Alguns produtores no Sul do país já contam com uma ferramenta de informações que mostra a situação das doenças no campo, principalmente na cultura da maçã, podendo otimizar rapidamente as decisões sobre o manejo delas. Trata-se do SisAlert, sigla de Sistema de Previsão de Risco de Epidemias de Doenças de Plantas. “É um moderno sistema computadorizado para o manejo das doenças dessa e de outras culturas, que visualiza os dados climáticos do Instituto Nacional de Pesquisas Espaciais (Inpe) e encaminha-os à rede de estações meteorológicas do Instituto Nacional de Meteorologia (Inmet). As informações capturadas e armazenadas na base de dados vão para modelos de simulação de riscos de ocorrência das doenças e são disponibilizados na internet para os usuários”, explica a agrônoma Rosa Maria Valdebenito Sanhueza, responsável pelo setor de Pesquisa e Desenvolvimento (P&D) na empresa Proterra Engenharia Agronômica, onde realiza pesquisa na área de doenças de frutas temperadas.

O sistema fica em execução permanente e, na situação do risco de ocorrência da doença, os usuários são automaticamente informados por meio de mensagens enviadas pelo telefone celular, no correio eletrônico e na página do sistema. No caso da maçã, oferece a previsão do risco de ocorrência de três doenças da macieira: a sarna, a mancha foliar da Gala (Glomerella) e a podridão branca, usando modelos já validados. Segundo Rosa Maria, a informação que sustenta o SisAlert-maçã advém de pesquisa científica validada na área de produção durante três ciclos. “O programa é continuamente atualizado e, à medida que surgem dados novos da pesquisa e da experiência dos usuários, é modificado para abrigar os novos conhecimentos.”

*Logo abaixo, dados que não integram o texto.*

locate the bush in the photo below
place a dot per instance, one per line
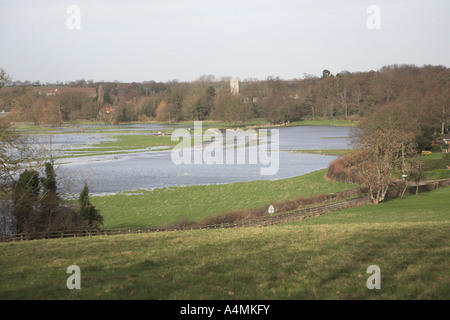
(435, 148)
(435, 164)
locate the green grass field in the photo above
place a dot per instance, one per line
(169, 205)
(319, 258)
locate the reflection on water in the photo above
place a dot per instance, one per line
(155, 169)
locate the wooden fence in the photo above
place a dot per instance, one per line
(262, 221)
(293, 215)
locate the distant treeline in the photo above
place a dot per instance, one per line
(414, 98)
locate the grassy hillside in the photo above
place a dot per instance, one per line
(169, 205)
(318, 258)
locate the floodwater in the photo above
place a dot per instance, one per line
(108, 174)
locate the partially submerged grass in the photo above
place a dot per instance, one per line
(193, 203)
(326, 152)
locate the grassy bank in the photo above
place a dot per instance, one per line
(169, 205)
(318, 258)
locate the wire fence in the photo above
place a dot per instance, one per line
(293, 215)
(262, 221)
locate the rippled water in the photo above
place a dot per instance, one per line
(155, 169)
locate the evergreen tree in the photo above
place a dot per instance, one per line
(90, 215)
(25, 199)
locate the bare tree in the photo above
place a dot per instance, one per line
(379, 160)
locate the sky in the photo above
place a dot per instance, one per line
(137, 40)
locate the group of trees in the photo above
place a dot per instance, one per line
(380, 158)
(29, 199)
(37, 207)
(396, 92)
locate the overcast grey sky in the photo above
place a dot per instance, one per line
(141, 40)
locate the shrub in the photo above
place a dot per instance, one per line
(435, 148)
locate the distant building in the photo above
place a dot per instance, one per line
(234, 86)
(53, 92)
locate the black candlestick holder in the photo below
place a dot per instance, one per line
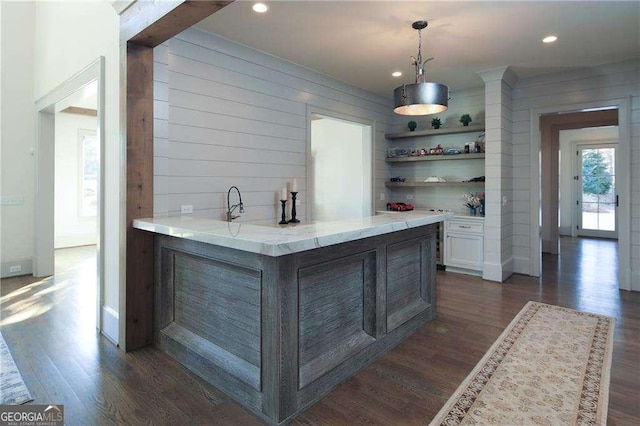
(283, 219)
(293, 208)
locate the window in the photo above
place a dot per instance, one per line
(89, 170)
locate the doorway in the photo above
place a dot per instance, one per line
(63, 97)
(340, 169)
(596, 189)
(543, 172)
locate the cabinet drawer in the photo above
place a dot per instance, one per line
(467, 226)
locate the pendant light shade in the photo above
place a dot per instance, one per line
(422, 97)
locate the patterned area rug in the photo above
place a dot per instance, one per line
(13, 391)
(550, 366)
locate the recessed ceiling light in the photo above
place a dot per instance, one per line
(260, 7)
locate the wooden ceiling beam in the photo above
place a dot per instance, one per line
(151, 23)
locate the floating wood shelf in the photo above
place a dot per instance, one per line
(435, 158)
(436, 132)
(432, 184)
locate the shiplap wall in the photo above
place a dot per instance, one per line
(470, 101)
(230, 115)
(591, 86)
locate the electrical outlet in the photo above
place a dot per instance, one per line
(12, 200)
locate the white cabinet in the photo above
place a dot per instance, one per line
(464, 244)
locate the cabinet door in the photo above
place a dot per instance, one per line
(464, 251)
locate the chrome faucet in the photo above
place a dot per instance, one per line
(230, 208)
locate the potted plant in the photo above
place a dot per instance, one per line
(465, 119)
(474, 201)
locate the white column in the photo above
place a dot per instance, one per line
(498, 231)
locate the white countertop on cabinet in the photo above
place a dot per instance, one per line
(279, 240)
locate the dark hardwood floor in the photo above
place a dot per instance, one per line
(49, 327)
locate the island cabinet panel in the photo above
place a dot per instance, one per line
(335, 314)
(408, 289)
(229, 294)
(277, 333)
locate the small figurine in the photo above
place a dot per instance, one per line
(465, 119)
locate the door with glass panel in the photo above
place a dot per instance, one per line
(597, 199)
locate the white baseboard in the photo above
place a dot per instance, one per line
(110, 327)
(634, 283)
(522, 265)
(75, 240)
(498, 272)
(17, 267)
(464, 271)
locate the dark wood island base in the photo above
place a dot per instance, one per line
(279, 333)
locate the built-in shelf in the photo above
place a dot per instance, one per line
(435, 158)
(432, 184)
(436, 132)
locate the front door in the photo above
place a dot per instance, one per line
(597, 200)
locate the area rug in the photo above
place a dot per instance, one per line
(550, 366)
(13, 391)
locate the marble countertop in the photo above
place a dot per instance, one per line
(459, 214)
(279, 240)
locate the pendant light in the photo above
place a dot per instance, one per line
(423, 97)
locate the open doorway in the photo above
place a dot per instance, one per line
(588, 169)
(340, 169)
(546, 126)
(70, 185)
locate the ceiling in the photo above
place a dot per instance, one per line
(363, 42)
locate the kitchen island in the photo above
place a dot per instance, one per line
(277, 316)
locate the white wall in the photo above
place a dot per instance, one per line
(236, 116)
(591, 86)
(58, 39)
(340, 170)
(70, 228)
(17, 135)
(568, 139)
(470, 102)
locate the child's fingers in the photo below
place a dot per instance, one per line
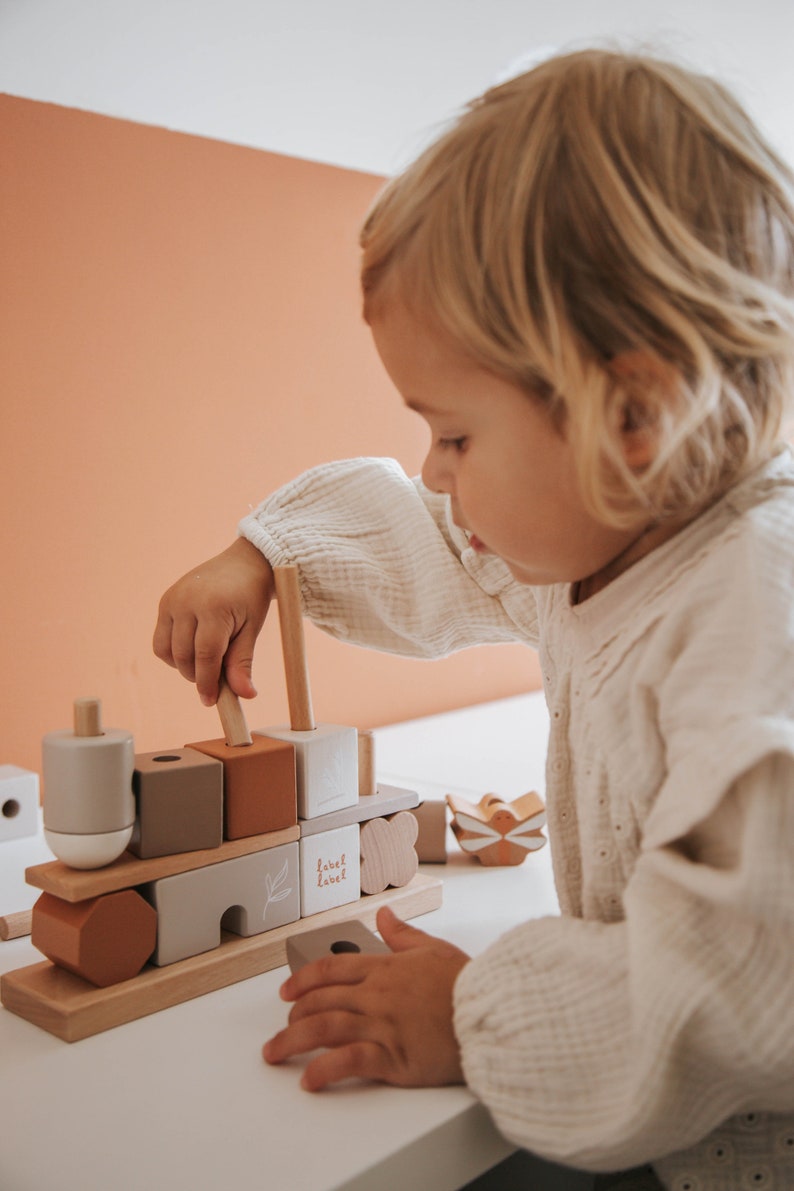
(327, 972)
(161, 641)
(210, 646)
(183, 646)
(358, 1060)
(399, 935)
(238, 662)
(331, 1029)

A ideia do SisAlert surgiu em 2000, quando a Embrapa Uva e Vinho conduzia pesquisas para desenvolvimento, validação e ajuste de modelos de doenças da macieira sob a coordenação de Rosa Maria, que deixou a instituição em 2008. A utilização do serviço, no momento, é restrita a técnicos cadastrados de quatro empresas produtoras de maçãs de Vacaria (RS), que contribuíram para aquisição das estações meteorológicas automáticas, e a pesquisadores da Embrapa Uva e Vinho. “A estação da Embrapa em Vacaria também é acessada pela Associação Gaúcha dos Produtores de Maçã (Agapomi), que disponibiliza os alertas aos seus sócios. Não há custo direto para o uso do sistema, mas os participantes do programa sustentam sua manutenção”.

Com o SisAlert, os usuários relataram que obtiveram um controle eficaz e ambientalmente correto das doenças, além de racionalizarem o uso de agrotóxicos utilizados no combate aos problemas da macieira. Os resultados com a maçã, o trigo e a soja permitirão expandir o sistema para outras culturas, como citrus, morango, pêssego e uva.